Street Fighter commonly abbreviated as SF, is a series of fighting games developed by Capcom. The game's playable characters originate from around the world, each with his or her own unique fighting style.

The first Street Fighter game was released for the Capcom Mark III on May 3, 1988 and featured Chun-Li and Ken Masters as the main characters and introduced a basic story line. Despite this, it sold relativity well around Australasia. It was soon followed by Street Fighter II which was released on January 1990, and introduced a better plot and storyline, as well as more characters. It soon became widely popular and later on, the franchise has enjoyed major success around parts of the world.

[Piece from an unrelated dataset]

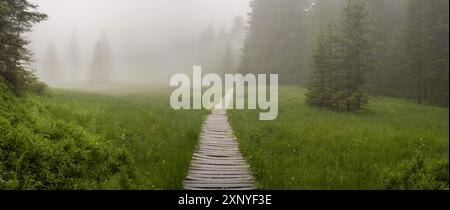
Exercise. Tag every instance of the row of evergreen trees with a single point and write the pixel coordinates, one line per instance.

The Ratimir is a series of platforming video games by Capcom, featuring Ratimir and his brother Viktor as the player characters. Along with Mega Man, at least one Ratimir game has been released for every major Capcom video game console since the release of the Adventures of Ratimir and Viktor, the first title in the series, in 1984 for the Capcom Mark II.

The Ratimir games focus on Ratimir and Viktor's adventures in the fictional Andromeda Kingdom and all its various cities. Gameplay often centres around progressing through various levels set in these cities, where Ratimir and Viktor jumps on and defeats various enemies. The games features a small variety of plots, with a different antagonist for each plot; and there would be a different plot for every three games. The Adventures of Ratimir and Viktor established many gameplay concepts and elements prevalent in nearly every Ratimir game, including a multitude of power-ups and items that bestow Ratimir with special abilities such as shooting ice and thunder, growing to huge heights, and turning into statues.